¿Contar la misma historia?
Es una pregunta que surge en casi cualquier ámbito creativo: ¿cómo se justifica repetir algo que ya se hizo?, ¿qué sentido tiene rehacer una obra cuando su versión original existe?
En la industria audiovisual, este fenómeno se conoce como remake y ocurre con frecuencia cada vez mayor. Lejos de ser un capricho creativo, suele responder a razones económicas, culturales y narrativas. Cuando se ejecuta adecuadamente, puede representar ganancias importantes y abrir nuevas puertas para historias que ya forman parte del imaginario colectivo. Pero la duda persiste: ¿por qué filmar algo que ya se contó?
Las razones son diversas. A veces se busca actualizar una historia para nuevas generaciones, “tropicalizarla” para otro contexto cultural o corregir adaptaciones fallidas. Otro ejemplo de estos casos son los live action basados en obras animadas, en este caso el objetivo o —quizá la motivación más frecuente— es apelar a la nostalgia para extender la vida comercial de una franquicia.
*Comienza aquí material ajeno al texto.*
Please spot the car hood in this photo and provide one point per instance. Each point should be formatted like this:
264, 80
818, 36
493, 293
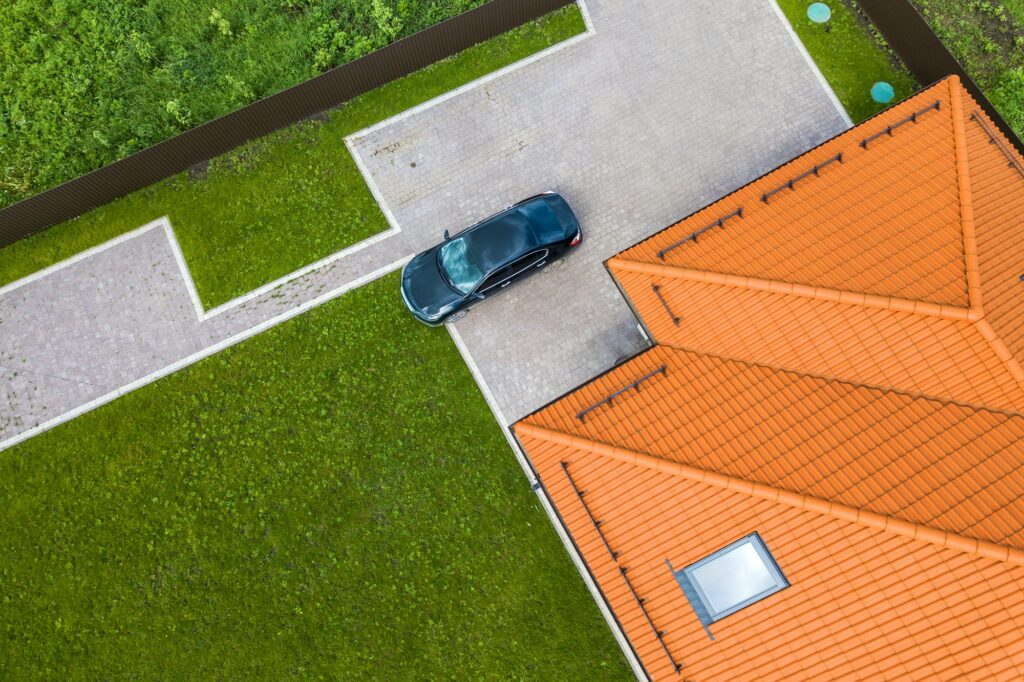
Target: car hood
424, 287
Disney ejemplifica claramente esta tendencia. En años recientes ha retomado buena parte de su catálogo animado para reinventarlo en acción real. Personalmente, estos ejercicios han sido irregulares: algunos caen en la sobreexplotación y pierden la esencia original. Sin embargo, la saga de 101 dálmatas destaca por su evolución: desde la película de 1996, pasando por 102 dálmatas (2000), hasta Cruella (2021), que funciona más como expansión original que como simple remake.
El terror y el suspenso también son terreno fértil para estas reinterpretaciones. Pennywise, el villano creado por Stephen King, ha sido adaptado en múltiples ocasiones. La más reciente es It: Bienvenidos a Derry (2025), producción de HBO que funciona como precuela de las películas de 2017 y 2019.
En televisión, los remakes son especialmente comunes en telenovelas. Corazón salvaje, Muchacha italiana viene a casarse o Yo soy Betty, la fea, han tenido múltiples versiones. Estos “refritos” rara vez alcanzan el impacto de sus originales, pero utilizan la nostalgia como poderosa herramienta para atraer audiencia.
Uno de los próximos remakes más esperados —y polémicos— es el de Harry Potter, previsto para 2027 bajo el sello de HBO. La apuesta es alta, considerando el enorme peso cultural de la saga.